Importa, entonces, reconocer cómo estoy afectado, más allá de lo que espero de mí como analista, por ejemplo: no estar harto de escuchar a una paciente. En la primera situación relatada no pude abstenerme -aún padeciendo un fuerte cansancio- de ubicarme en el lugar ideal del analista con eterna paciencia, que no se agota nunca, pero sí pude no “abstenerme” de hacer con eso (así como mi analista pudo no “abstenerse” de hacer con lo que le ocurrió en la sesión relatada). Cuando tengo el fallido, no es más que un error vergonzoso hasta que decido ponerlo a trabajar. Así sea que eso haga que me entere de algo mío o que eso diga algo de y a la situación clínica. Ambas posibilidades tienen efectos, sea por dar en el blanco de algo que venía necesitando ser nombrado o por diferenciar alguna cuestión personal del analista que podría perjudicar el tratamiento, pero que al ser despejada traza los cuerpos, diferencia.
En estas situaciones, el trabajo de pensamiento del analista implica un intento de dar lugar a lo que constituye alteridad para sí mismo. La alteridad, lo otro, lo difícilmente reconocible como teniendo que ver con uno, no es algo que se le pueda exigir a un paciente que en algunos o muchos planos no lo ha “recibido”.

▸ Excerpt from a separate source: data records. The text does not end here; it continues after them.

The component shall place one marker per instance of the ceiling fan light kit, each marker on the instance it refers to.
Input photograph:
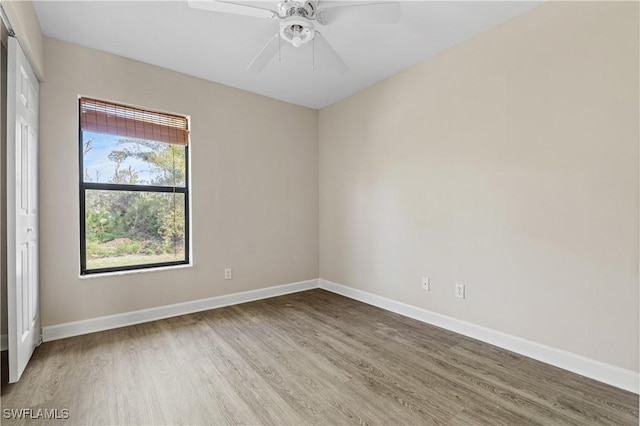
(297, 23)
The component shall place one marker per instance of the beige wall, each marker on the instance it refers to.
(508, 163)
(25, 23)
(254, 194)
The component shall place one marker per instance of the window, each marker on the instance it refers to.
(134, 192)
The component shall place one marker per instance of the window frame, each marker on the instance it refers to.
(84, 186)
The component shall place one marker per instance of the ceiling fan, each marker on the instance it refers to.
(299, 21)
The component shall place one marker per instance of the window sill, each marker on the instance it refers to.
(134, 271)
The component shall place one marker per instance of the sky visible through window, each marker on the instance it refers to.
(97, 165)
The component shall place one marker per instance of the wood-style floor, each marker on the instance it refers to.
(306, 358)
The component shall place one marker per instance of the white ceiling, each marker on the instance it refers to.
(218, 47)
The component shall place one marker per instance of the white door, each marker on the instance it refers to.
(22, 210)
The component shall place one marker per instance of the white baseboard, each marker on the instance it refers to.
(612, 375)
(609, 374)
(93, 325)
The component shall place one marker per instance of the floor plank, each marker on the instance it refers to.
(306, 358)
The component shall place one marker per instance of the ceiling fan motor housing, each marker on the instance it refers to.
(297, 30)
(306, 9)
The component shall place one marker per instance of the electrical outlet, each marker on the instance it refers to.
(425, 284)
(460, 291)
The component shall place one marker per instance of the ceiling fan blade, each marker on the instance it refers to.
(268, 51)
(327, 54)
(233, 8)
(369, 13)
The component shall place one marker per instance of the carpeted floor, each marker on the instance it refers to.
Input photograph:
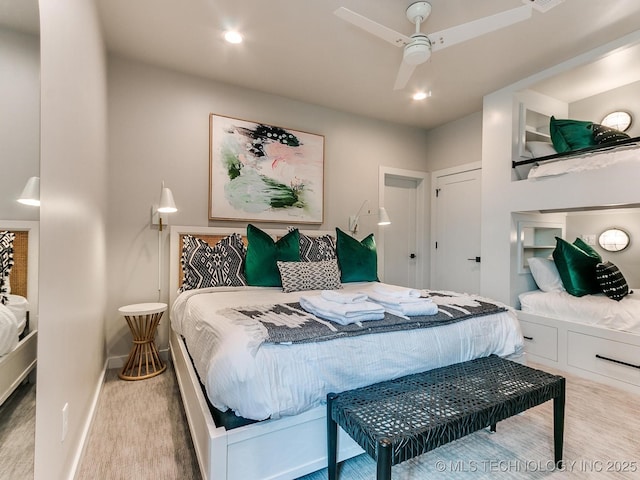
(17, 433)
(140, 432)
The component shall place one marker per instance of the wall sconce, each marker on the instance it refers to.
(31, 193)
(383, 218)
(166, 205)
(614, 240)
(159, 216)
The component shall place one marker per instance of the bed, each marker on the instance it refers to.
(575, 146)
(284, 436)
(575, 327)
(19, 313)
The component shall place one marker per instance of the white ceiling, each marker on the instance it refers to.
(301, 50)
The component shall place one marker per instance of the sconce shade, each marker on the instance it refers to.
(31, 193)
(167, 204)
(383, 217)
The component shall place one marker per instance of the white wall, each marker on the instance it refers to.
(455, 143)
(501, 196)
(19, 120)
(159, 129)
(71, 350)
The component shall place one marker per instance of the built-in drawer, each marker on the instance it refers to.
(607, 357)
(540, 340)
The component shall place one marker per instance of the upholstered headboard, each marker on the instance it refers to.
(19, 276)
(211, 235)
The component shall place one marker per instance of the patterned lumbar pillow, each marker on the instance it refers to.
(206, 266)
(316, 249)
(602, 134)
(262, 254)
(576, 265)
(612, 281)
(6, 262)
(297, 276)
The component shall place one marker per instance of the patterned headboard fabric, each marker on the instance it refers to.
(211, 235)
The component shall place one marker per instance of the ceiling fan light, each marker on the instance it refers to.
(418, 51)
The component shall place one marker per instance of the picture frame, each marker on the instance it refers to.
(266, 173)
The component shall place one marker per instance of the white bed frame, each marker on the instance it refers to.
(572, 347)
(274, 449)
(16, 365)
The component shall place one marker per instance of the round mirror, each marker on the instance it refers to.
(614, 240)
(619, 120)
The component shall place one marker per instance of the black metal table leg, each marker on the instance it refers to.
(384, 453)
(558, 424)
(332, 440)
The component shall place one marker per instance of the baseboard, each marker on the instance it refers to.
(119, 361)
(88, 423)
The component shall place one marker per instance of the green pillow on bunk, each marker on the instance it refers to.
(568, 135)
(577, 267)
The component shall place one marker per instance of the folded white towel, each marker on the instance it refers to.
(342, 297)
(408, 306)
(395, 290)
(342, 313)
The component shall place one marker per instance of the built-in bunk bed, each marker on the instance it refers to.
(574, 146)
(18, 332)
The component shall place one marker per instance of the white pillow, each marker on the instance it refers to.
(546, 275)
(541, 149)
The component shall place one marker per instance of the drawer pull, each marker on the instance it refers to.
(618, 361)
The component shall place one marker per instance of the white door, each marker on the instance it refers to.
(404, 246)
(400, 255)
(457, 232)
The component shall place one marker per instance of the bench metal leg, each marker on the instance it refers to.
(332, 440)
(384, 459)
(558, 424)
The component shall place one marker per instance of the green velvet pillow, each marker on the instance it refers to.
(260, 266)
(576, 267)
(568, 135)
(358, 261)
(586, 248)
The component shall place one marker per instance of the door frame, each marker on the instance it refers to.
(422, 207)
(435, 175)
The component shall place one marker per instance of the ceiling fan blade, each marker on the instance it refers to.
(404, 74)
(372, 27)
(476, 28)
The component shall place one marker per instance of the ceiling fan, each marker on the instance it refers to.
(418, 46)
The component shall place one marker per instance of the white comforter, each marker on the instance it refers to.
(259, 380)
(590, 309)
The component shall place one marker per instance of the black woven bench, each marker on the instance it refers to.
(399, 419)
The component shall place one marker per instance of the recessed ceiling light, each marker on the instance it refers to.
(233, 37)
(421, 95)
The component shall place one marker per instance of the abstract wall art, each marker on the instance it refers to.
(262, 172)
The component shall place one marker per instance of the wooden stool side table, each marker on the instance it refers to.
(144, 359)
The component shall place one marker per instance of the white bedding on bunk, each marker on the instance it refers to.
(13, 319)
(590, 309)
(260, 381)
(587, 161)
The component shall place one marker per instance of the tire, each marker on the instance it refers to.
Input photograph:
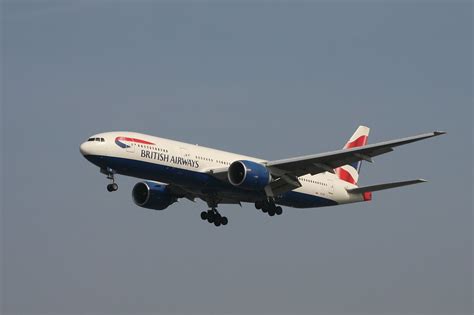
(278, 210)
(224, 221)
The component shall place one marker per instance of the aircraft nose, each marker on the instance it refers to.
(85, 148)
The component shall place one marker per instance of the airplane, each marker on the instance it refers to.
(173, 170)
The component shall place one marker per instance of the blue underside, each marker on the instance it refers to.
(201, 182)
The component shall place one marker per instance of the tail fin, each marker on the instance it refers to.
(350, 172)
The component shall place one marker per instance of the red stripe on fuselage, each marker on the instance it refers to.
(135, 140)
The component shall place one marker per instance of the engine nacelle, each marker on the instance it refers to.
(152, 196)
(248, 175)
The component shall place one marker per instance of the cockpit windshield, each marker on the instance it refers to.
(96, 139)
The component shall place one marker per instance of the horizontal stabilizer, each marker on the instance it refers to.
(360, 190)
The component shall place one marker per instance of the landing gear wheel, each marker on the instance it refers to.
(278, 210)
(112, 187)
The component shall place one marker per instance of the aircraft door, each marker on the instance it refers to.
(330, 186)
(131, 147)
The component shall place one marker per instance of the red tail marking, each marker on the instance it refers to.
(367, 195)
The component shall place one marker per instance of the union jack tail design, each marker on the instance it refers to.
(350, 172)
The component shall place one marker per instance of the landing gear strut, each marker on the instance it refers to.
(110, 175)
(213, 216)
(269, 207)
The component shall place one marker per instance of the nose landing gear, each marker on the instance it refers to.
(110, 175)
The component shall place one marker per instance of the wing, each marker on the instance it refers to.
(286, 172)
(327, 162)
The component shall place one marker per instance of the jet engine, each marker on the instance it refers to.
(152, 195)
(248, 175)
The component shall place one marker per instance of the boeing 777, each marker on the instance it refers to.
(174, 170)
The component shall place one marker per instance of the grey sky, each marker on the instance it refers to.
(270, 80)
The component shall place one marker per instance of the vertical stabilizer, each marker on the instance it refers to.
(350, 172)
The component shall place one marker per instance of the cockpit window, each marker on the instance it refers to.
(96, 139)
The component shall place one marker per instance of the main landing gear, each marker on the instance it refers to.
(110, 175)
(213, 216)
(269, 207)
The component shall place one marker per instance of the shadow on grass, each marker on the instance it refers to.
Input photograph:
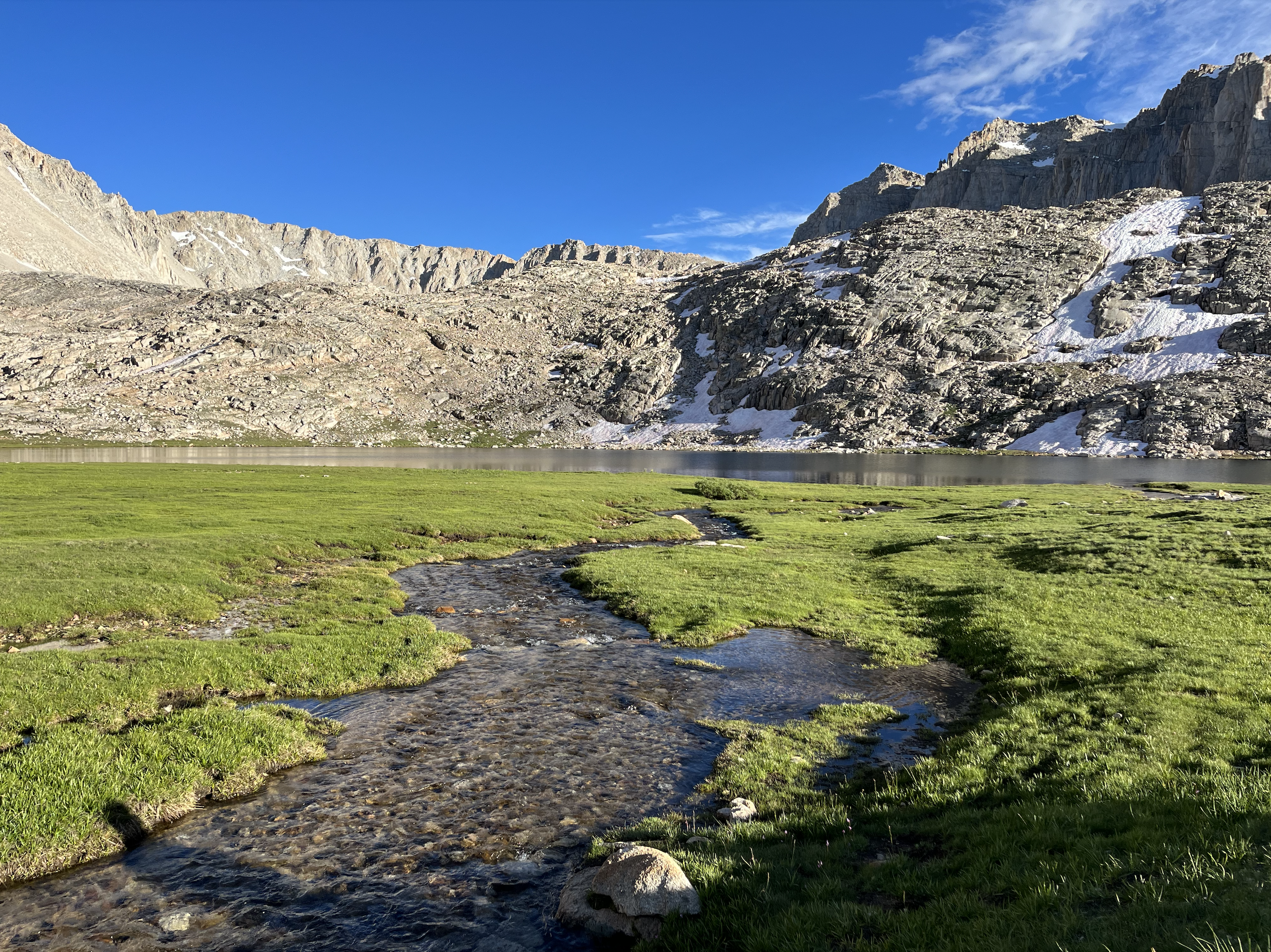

Estos pacientes nos piden, en ocasiones privilegiadas, que demos aquello que con las exigencias del método pedimos. Son situaciones que muestran que lo “propio” se funda en los bordes del otro. De distintas formas y en muy distintas medidas, es algo pertinente para momentos específicos que se suelen dar con todos los pacientes. Podemos decir, entonces, que el acceso a la conformación de lo “propio” en el proceso de individuación, se da a partir del encuentro con lo que constituye alteridad para esos otros fundamentales y fundantes: padres, docentes, analistas, etc. La abstinencia no está habilitada como herramienta sin esta dimensión de la que vengo intentando dar cuenta, que implica que hay algunas cuestiones de las que un analista debería no abstenerse.
Retomando el título de este trabajo, entiendo que de lo que hay que tratar de no abstenernos, de lo que hay que intentar abstenerse de abstenerse, es del requerimiento de poner en juego los límites de nuestra subjetividad como campo fundante de la subjetividad del otro. Hay pacientes para los que somos cuasi proyecciones durante mucho tiempo y un día nos sorprenden preguntándonos si estamos cansados. Es importante tratar de responderles la verdad.
Nota
1. Los talleres de juegos han sido espacios grupales donde se buscaba un jugar exploratorio -con mucho despliegue corporal y materiales inespecíficos, sin el objetivo de una escena grupal que abarcase a todos los participantes- que tocase cuestiones básicas de la constitución del cuerpo, el espacio, el tiempo, el otro como alteridad, cuestiones muchas veces detenidas e invisibilizadas detrás de un juego aparentemente simbólico que puede constituirse en el “como si” del análisis con niños.